I have a question relating to image that I've attached. It is a proof that the sequence is increasing. I don't understand the logic behind the third equation $$\frac{a_{n+1}}{a_n}>\left (1-\frac{1}{n+1}\right ) \left (\frac{n+1}{n}\right)$$
where does the equation in the first and second parenthesis come from?
Ok, I have another relating question:
why $$\frac{a_{n+1}}{a_n}> (1+\frac{1}{n})$$ ( The expression of third line.
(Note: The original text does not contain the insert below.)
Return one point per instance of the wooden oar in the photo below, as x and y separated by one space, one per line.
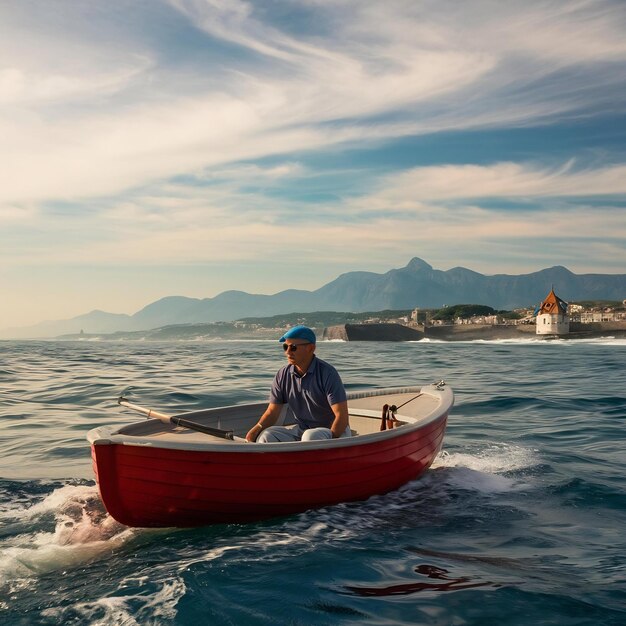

![!The proof[1]](https://i.stack.imgur.com/wgz75.png)
On
From Bernoulli's inequality, we have
$$\left( 1- \frac{1}{(n+1)^2}\right) > 1+(n+1) \left(\frac{-1}{(n+1)^2} \right)=1-\frac1{n+1}$$
Hence,
$$\frac{a_{n+1}}{a_n}>\left( 1- \frac{1}{(n+1)^2}\right)\left( \frac{n+1}{n}\right)>\left(1-\frac1{n+1} \right)\left( \frac{n+1}{n}\right)$$
On
So, we have $$\frac{a_{n+1}}{a_n} = \left(1 - \frac{1}{(n+1)^2}\right)^{n+1}\left(\frac{n+1}{n}\right).$$ The author then applies Bernoulli's inequality to the first term on the RHS: $$\left(1 - \frac{1}{(n+1)^2}\right)^{n+1} > 1 + (n+1)\left(\frac{-1}{(n+1)^2}\right) = 1 - \frac{1}{n+1}.$$ We can now return to the first equation and utilize this estimate; namely, we have $$\frac{a_{n+1}}{a_n} = \left(1 - \frac{1}{(n+1)^2}\right)^{n+1}\left(\frac{n+1}{n}\right) > \left(1-\frac{1}{n+1}\right)\left(\frac{n+1}{n}\right).$$ Finally, we multiply out the RHS of the inequality $$\frac{a_{n+1}}{a_n} > \left(1-\frac{1}{n+1}\right)\left(\frac{n+1}{n}\right) = \frac{n+1}{n} - \frac{1}{n} = 1.$$ So, we have $$\frac{a_{n+1}}{a_n} > 1 \implies a_{n+1} > a_n,$$ which means that $\{a_n\}$ is an increasing sequence.
It is putting together the result from the first red box with the second one:
$$\Rightarrow \frac{a_{n+1}}{a_n} > \left(\color{green}{1 + (n+1)\left( \frac{-1}{(n+1)^2}\right)}\right)\left( \frac{n+1}{n}\right) = \left(\underbrace{1- \frac{1}{n+1}}_{=\frac{n}{n+1}}\right)\left( \frac{n+1}{n}\right)$$